Unfortunately, in our Population column, we had the new individuals from the
Lamnidis _et al._ study as the first few populations in the data. This then
means that these individuals would be plotted first and end up underneath
other populations, despite being the ones we would like to emphasise the most.
You can see this with JK1963 (the black asterisk) falling beneath one of the
green points near the centre of the plot.

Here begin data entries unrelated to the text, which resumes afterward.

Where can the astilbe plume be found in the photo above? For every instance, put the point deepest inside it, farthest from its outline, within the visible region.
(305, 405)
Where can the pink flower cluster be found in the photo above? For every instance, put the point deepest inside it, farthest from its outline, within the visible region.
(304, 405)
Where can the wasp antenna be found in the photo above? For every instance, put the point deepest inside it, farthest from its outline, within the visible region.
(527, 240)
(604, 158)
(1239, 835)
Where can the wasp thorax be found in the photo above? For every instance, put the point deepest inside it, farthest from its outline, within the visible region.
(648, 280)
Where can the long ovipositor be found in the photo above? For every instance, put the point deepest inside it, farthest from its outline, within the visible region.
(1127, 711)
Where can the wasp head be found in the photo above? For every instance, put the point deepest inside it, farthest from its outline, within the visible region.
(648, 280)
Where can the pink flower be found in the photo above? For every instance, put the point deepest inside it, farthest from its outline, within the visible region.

We can simply fix this by arranging the Population column in our data in reverse
order. This will then cause the last Populations in the tibble to be printed
first, and the ones at the top of the original data (the individuals of
interest) first.
> Remember that factors, not character columns, are what allow you to set the
ordering of the way things are plotted. Character columns will always follow
either alphabetical or numeric ordering regardless of the way you arrange your
data.
We will use two functions from the `dplyr` package to re-order the base data
of the plot. The first is `arrange()`, which will order the supplied column
in ascending order i.e. by A-Z alphabeticalorder (for character columns) or
the original order displayed in the column (for factors). We want in this case
to do the reverse, as we want the new Lamnidis _et al_. individals to be at the
bottom of our data tibble (so displayed last). So we additionally wrap the
column in `desc()` to arrange in descending order (so Z-A or from last to
first, accordingly).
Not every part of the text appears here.